F# on Windows Azure
Windows Azure was announced yesterday, and along with it, the first CTP of the SDK and Visual Studio tools. If you haven’t yet tried it, go take a look. On top of serving as a hosting service for web applications, Azure also provides a really simple way to do distributed compute and storage in the cloud.

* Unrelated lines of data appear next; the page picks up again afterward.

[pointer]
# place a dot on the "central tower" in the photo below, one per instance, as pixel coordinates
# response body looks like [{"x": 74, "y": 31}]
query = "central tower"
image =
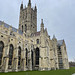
[{"x": 28, "y": 18}]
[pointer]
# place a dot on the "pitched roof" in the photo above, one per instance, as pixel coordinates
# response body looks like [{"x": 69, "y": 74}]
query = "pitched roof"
[
  {"x": 13, "y": 29},
  {"x": 60, "y": 42},
  {"x": 37, "y": 33}
]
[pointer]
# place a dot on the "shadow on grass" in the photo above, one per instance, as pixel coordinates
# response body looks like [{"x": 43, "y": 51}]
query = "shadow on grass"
[{"x": 52, "y": 72}]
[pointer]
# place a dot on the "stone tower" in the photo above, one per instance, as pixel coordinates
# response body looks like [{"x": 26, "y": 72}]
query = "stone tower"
[{"x": 28, "y": 19}]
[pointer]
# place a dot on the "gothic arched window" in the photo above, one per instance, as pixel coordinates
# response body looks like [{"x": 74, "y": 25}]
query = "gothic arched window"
[
  {"x": 1, "y": 51},
  {"x": 25, "y": 27},
  {"x": 19, "y": 55},
  {"x": 37, "y": 41},
  {"x": 11, "y": 48},
  {"x": 37, "y": 54}
]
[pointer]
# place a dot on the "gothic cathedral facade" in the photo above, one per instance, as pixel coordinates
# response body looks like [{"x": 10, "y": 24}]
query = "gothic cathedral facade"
[{"x": 26, "y": 48}]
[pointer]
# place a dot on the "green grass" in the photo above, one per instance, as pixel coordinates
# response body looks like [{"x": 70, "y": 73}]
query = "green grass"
[{"x": 53, "y": 72}]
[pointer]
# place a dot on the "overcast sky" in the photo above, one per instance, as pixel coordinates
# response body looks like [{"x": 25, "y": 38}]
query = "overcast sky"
[{"x": 58, "y": 15}]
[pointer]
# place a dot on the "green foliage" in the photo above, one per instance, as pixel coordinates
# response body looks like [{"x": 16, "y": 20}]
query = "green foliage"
[{"x": 53, "y": 72}]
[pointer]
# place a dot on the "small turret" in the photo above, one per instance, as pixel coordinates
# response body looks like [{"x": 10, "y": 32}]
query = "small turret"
[
  {"x": 21, "y": 5},
  {"x": 42, "y": 26},
  {"x": 54, "y": 38}
]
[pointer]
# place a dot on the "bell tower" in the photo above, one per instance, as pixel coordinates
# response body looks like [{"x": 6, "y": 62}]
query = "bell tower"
[{"x": 28, "y": 18}]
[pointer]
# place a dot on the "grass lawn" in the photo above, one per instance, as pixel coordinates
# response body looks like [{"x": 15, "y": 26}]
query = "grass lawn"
[{"x": 56, "y": 72}]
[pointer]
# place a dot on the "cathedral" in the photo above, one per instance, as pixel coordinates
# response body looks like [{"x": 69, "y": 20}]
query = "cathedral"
[{"x": 26, "y": 48}]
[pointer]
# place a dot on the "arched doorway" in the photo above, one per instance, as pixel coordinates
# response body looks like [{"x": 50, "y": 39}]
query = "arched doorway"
[
  {"x": 37, "y": 54},
  {"x": 1, "y": 51},
  {"x": 19, "y": 57},
  {"x": 11, "y": 49}
]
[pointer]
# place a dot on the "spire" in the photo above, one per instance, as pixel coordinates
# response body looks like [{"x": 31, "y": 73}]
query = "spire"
[
  {"x": 21, "y": 5},
  {"x": 54, "y": 37},
  {"x": 35, "y": 7},
  {"x": 29, "y": 3},
  {"x": 42, "y": 25}
]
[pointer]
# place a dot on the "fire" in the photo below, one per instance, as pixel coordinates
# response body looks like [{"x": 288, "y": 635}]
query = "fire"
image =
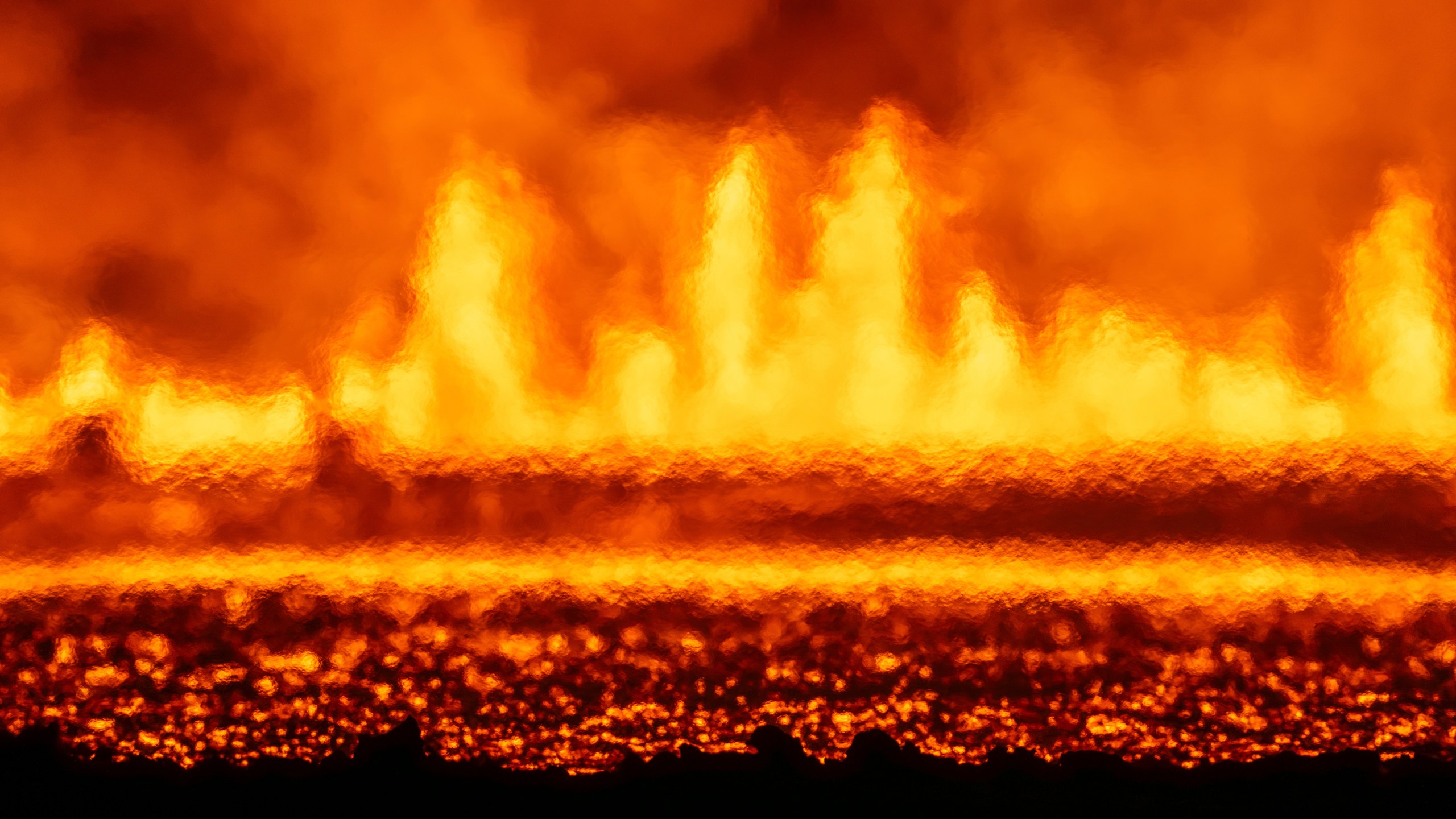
[
  {"x": 846, "y": 363},
  {"x": 826, "y": 449}
]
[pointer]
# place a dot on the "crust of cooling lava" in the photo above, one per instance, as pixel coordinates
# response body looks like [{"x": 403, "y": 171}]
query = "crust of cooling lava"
[
  {"x": 578, "y": 611},
  {"x": 644, "y": 653}
]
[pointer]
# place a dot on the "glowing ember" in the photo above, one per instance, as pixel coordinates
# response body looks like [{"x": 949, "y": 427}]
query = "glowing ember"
[{"x": 1069, "y": 421}]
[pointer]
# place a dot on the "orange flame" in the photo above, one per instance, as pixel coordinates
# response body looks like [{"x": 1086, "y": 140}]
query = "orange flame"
[{"x": 590, "y": 381}]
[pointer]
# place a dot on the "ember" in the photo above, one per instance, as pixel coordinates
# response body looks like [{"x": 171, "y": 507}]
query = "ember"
[{"x": 584, "y": 390}]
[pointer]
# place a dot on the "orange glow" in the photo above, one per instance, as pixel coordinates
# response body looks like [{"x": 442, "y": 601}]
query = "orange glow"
[{"x": 942, "y": 369}]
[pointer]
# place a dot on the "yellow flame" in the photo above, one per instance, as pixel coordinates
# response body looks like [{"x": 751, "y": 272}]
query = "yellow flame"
[{"x": 843, "y": 362}]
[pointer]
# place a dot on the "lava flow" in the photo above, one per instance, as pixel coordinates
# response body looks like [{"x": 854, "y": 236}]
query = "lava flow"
[{"x": 584, "y": 381}]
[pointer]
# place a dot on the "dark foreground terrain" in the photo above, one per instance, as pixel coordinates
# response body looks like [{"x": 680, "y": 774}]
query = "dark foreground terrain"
[{"x": 394, "y": 773}]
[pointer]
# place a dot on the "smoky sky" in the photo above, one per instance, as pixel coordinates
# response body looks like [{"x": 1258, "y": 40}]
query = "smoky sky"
[{"x": 226, "y": 183}]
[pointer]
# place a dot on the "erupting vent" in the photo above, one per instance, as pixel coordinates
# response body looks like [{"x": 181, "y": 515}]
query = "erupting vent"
[{"x": 1050, "y": 417}]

Azure supports running .NET applications, which means you can build Azure worker roles using F#! The tools released with Azure don’t have F# support out of the box though, so I’ve posted a few simple templates and samples up on Code Gallery.
Download
F# Templates and Samples for Windows Azure
Templates
Cloud WebCrawl Sample
namespace SearchEngine_WorkerRole
open System
open System.Threading
open Microsoft.ServiceHosting.ServiceRuntime
open System.Net
open System.IO
open System.Text.RegularExpressions
open Microsoft.Samples.ServiceHosting.StorageClient;
open System.Web
open System.Runtime.Serialization.Formatters.Binary
type WorkerRole() =
inherit RoleEntryPoint()
// The page to start crawling from
let startpage = @"https://blogs.msdn.com/lukeh"
// The filter to apply to links while crawling
let pageFilter = fun (url:string) -> url.StartsWith("https://blogs.msdn.com/")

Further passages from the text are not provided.